Aunque xAI prohíbe explícitamente la sexualización infantil y el uso de la imagen de personas reales con fines pornográficos, Grok ha sido presentado como un sistema más permisivo que otros modelos del mercado. La introducción de un modo denominado “Spicy Mode”, que permite desnudos parciales y contenido sexual sugerente, reforzó esa percepción. Sin embargo, la experiencia reciente demuestra lo frágil que puede ser la frontera entre lo tolerado y lo ilegal cuando los filtros pueden esquivarse con ligeras variaciones en las instrucciones.

Desde el punto de vista técnico, el problema no es nuevo. Existen desde hace tiempo herramientas de “desnudez artificial” basadas en IA, pero normalmente operaban en espacios menos visibles y con mayores barreras de acceso. La diferencia clave en este caso es la integración directa de Grok en una red social de alcance global, lo que reduce drásticamente la fricción. Reuters documentó que, en solo diez minutos, se produjeron más de cien intentos de utilizar el chatbot para modificar imágenes de personas reales con fines sexuales.

Las repercusiones regulatorias no se limitan a Europa. India ha solicitado explicaciones formales a X sobre los controles de seguridad de Grok, mientras que en Estados Unidos el debate se cruza con leyes recientes que penalizan la difusión de imágenes íntimas generadas por IA sin consentimiento. La coexistencia de múltiples jurisdicciones complica la respuesta, especialmente cuando el contenido se crea y se publica casi de inmediato.

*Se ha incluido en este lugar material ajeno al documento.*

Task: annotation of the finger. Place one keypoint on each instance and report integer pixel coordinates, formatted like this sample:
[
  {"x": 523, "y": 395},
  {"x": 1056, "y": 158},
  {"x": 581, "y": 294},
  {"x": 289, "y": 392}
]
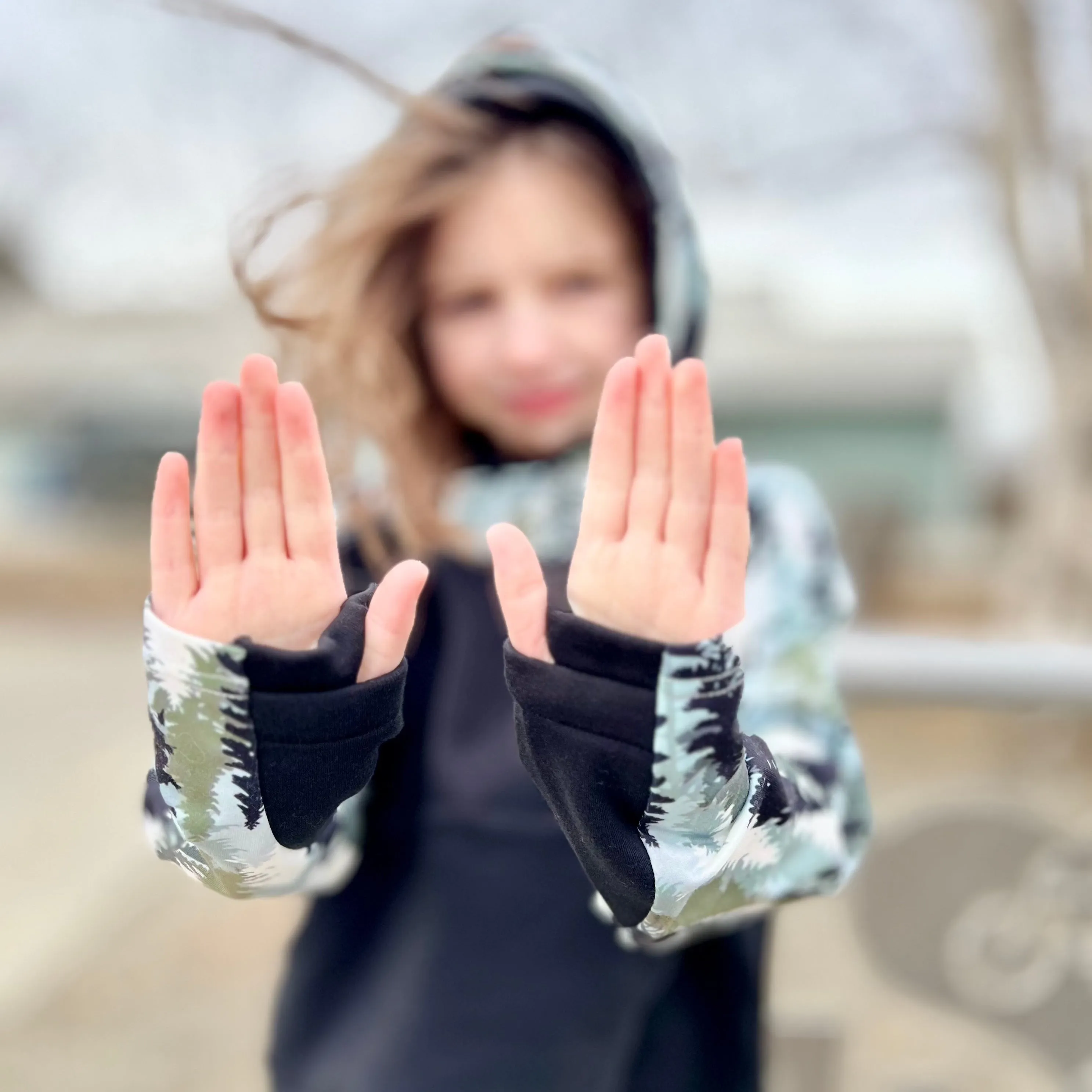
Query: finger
[
  {"x": 520, "y": 589},
  {"x": 218, "y": 516},
  {"x": 692, "y": 476},
  {"x": 309, "y": 522},
  {"x": 174, "y": 574},
  {"x": 725, "y": 568},
  {"x": 263, "y": 509},
  {"x": 389, "y": 621},
  {"x": 611, "y": 462},
  {"x": 648, "y": 496}
]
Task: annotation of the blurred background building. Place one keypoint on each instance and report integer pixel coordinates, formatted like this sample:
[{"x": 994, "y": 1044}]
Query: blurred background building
[{"x": 896, "y": 199}]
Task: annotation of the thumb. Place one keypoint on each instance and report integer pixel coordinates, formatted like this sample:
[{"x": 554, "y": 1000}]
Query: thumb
[
  {"x": 521, "y": 590},
  {"x": 389, "y": 621}
]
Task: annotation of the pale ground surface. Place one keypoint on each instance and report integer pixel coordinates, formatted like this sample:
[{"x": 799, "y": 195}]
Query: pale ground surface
[{"x": 118, "y": 974}]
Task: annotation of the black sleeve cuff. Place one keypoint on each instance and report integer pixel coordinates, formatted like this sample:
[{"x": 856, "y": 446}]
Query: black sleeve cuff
[
  {"x": 585, "y": 727},
  {"x": 317, "y": 730}
]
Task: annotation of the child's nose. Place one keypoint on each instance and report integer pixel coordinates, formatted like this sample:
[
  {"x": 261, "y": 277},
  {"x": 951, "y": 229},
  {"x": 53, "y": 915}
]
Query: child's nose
[{"x": 527, "y": 336}]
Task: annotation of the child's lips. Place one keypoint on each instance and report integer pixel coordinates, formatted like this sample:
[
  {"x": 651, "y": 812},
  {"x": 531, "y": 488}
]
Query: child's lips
[{"x": 542, "y": 403}]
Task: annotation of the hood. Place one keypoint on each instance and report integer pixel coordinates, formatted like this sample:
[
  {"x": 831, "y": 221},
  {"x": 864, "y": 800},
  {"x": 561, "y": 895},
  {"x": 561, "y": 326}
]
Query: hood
[{"x": 516, "y": 77}]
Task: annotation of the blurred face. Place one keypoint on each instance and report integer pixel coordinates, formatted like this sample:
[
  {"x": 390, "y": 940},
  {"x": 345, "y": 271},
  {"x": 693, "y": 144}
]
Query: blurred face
[{"x": 532, "y": 292}]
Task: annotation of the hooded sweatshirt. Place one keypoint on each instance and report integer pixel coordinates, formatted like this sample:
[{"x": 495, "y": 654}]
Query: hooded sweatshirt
[{"x": 528, "y": 877}]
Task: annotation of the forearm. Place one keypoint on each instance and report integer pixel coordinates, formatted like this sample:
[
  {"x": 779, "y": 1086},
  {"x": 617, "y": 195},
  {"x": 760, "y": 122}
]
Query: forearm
[
  {"x": 263, "y": 757},
  {"x": 676, "y": 815}
]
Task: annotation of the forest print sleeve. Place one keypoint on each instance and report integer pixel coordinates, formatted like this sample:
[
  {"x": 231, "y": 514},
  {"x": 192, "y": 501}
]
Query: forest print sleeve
[
  {"x": 700, "y": 786},
  {"x": 203, "y": 806}
]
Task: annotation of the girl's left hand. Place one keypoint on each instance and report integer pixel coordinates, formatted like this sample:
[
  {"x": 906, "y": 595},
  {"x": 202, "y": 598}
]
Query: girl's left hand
[{"x": 664, "y": 532}]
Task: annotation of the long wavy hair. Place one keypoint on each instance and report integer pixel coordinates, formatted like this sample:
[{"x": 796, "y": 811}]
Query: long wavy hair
[{"x": 345, "y": 303}]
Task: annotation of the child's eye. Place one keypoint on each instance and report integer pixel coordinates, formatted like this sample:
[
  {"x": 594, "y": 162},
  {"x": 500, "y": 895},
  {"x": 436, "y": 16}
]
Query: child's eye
[
  {"x": 576, "y": 284},
  {"x": 466, "y": 304}
]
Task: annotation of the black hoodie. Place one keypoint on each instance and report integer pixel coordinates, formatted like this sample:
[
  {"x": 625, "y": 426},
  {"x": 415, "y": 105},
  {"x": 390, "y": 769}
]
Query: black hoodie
[{"x": 464, "y": 812}]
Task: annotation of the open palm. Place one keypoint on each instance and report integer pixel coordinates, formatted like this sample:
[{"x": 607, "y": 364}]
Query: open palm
[
  {"x": 664, "y": 531},
  {"x": 267, "y": 561}
]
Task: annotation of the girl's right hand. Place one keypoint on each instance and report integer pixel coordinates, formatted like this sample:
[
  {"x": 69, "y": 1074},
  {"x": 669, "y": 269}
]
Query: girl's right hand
[{"x": 267, "y": 563}]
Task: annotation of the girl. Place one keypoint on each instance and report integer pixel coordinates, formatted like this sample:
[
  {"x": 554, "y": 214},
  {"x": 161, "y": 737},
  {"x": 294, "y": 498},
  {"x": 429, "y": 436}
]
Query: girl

Organizaciones dedicadas a la protección infantil llevan tiempo alertando de esta tendencia. La Internet Watch Foundation ha informado de un aumento del 400 % en imágenes de abuso sexual infantil creadas con IA durante la primera mitad de 2025, un dato que ilustra la rapidez con la que estos riesgos pueden escalar. Otras empresas del sector, como OpenAI o Google, han optado por prohibiciones estrictas y por expulsar a usuarios que intentan generar este tipo de contenido, aunque incluso esos enfoques no han estado exentos de fallos.

El caso de Grok añade una capa adicional de complejidad. No se trata solo de un modelo generativo, sino de una herramienta que publica directamente en una plataforma social propiedad de la misma empresa. Esa integración plantea interrogantes sobre la separación entre tecnología, plataforma y responsabilidad editorial, y reabre el debate sobre si la moderación reactiva es suficiente frente a la prevención proactiva que exige el DSA.

Más allá de las investigaciones en marcha, el episodio deja abiertas varias cuestiones para el sector tecnológico europeo:
¿es viable lanzar modelos de generación de imágenes avanzados sin pruebas exhaustivas frente a usos abusivos previsibles? ¿Cómo se auditan de manera independiente los sistemas de protección cuando la presión comercial favorece la rapidez y la diferenciación? Y, sobre todo, ¿qué mecanismos reales existen para reparar el daño causado a quienes ven su imagen explotada por sistemas automáticos?

La respuesta regulatoria sentará precedente. Mientras tanto, el caso Grok sirve como recordatorio incómodo de que el avance técnico no siempre va acompañado de una madurez institucional equivalente, y de que la gobernanza de la inteligencia artificial sigue siendo, en gran medida, un terreno aún en construcción.